Candles and pretense:  Riley loves Buffy, but he wants real love and romance, and a heart as alive and open to love as his own.  He wants someone who’s on fire, going crazy if she’s not touching him.  He wants a woman filled with passion, waiting for him at the top of the stairs.  Riley wants that woman to be Buffy.  So letting go will take a little more time, and a little more pain. 

 

Note that when Buffy expresses concern about Riley wanting Buffy-Buffy (Buffy with The Slayer removed), we learn that Riley understands it’s all Buffy.  As Kendra told her so long ago, and as Riley repeats to her here, being The Slayer isn’t just a job:  “Being The Slayer is part of who you are.  You keep thinking I don’t get that.”  But it seems to be Buffy herself that doesn’t get that. 

 

It’s part of who she is, but Buffy’s a long way from knowing and loving, from accepting, her Slayer-half, here in early Season 5.  But accept it she will – one of these days.

 

Spicy extras for James Marsters fans

 

·           Spike is looking fine, as always.  I love his look in Season 5.  He looks great in the tight T-shirt and jeans, as he backs off to kick that mannequin.  Despite the fact that we know about Spike’s chip, James manages to give the blonde vamp a very dangerous air.  He seems a real and present danger to Buffy, even if we are not sure how he’s going to make his move.

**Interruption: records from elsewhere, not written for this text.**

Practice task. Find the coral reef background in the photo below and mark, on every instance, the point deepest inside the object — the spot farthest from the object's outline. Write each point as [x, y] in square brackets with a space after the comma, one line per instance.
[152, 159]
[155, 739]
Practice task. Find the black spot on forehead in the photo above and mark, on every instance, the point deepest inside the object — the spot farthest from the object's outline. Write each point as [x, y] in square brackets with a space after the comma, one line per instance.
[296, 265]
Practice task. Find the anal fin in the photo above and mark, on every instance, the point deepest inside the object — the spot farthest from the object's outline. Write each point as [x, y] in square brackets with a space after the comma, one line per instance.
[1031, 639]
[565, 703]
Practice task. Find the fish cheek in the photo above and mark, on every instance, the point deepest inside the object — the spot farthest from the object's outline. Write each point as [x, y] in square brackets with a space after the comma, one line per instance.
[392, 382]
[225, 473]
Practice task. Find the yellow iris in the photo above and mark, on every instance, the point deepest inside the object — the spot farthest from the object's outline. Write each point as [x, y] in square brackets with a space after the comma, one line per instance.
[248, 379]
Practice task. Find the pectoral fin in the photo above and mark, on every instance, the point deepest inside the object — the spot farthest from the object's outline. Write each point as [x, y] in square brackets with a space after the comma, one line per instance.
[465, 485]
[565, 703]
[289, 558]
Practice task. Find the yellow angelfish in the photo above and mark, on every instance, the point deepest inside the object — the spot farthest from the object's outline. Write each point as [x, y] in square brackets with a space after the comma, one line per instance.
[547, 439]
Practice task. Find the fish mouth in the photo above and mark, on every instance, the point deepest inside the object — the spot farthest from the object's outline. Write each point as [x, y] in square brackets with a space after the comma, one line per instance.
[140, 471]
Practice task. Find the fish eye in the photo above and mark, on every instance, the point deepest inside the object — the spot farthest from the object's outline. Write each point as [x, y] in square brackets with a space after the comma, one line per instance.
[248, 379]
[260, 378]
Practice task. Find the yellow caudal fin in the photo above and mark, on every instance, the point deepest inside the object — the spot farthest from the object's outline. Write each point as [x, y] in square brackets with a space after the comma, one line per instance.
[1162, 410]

·           Spike is still consciously hoping to destroy Buffy, and he still gleefully displays the Season 4 “Can’t any of you at least try to remember I hate you all!” attitude.  He knocks the block off the Buffy mannequin, and earlier, he tells Toth to kick Buffy’s ass.  But Toth breaks the lamp Spike was trying to take back to his crypt, instead.  Evil sabotages Spike’s plans for a little light. 

·           Spike hasn’t admitted to himself, as yet, any possible positive feelings for Buffy.  But it’s in Spike’s voice and hand as he talks to the mannequin and strokes her face:  Something more is going on here.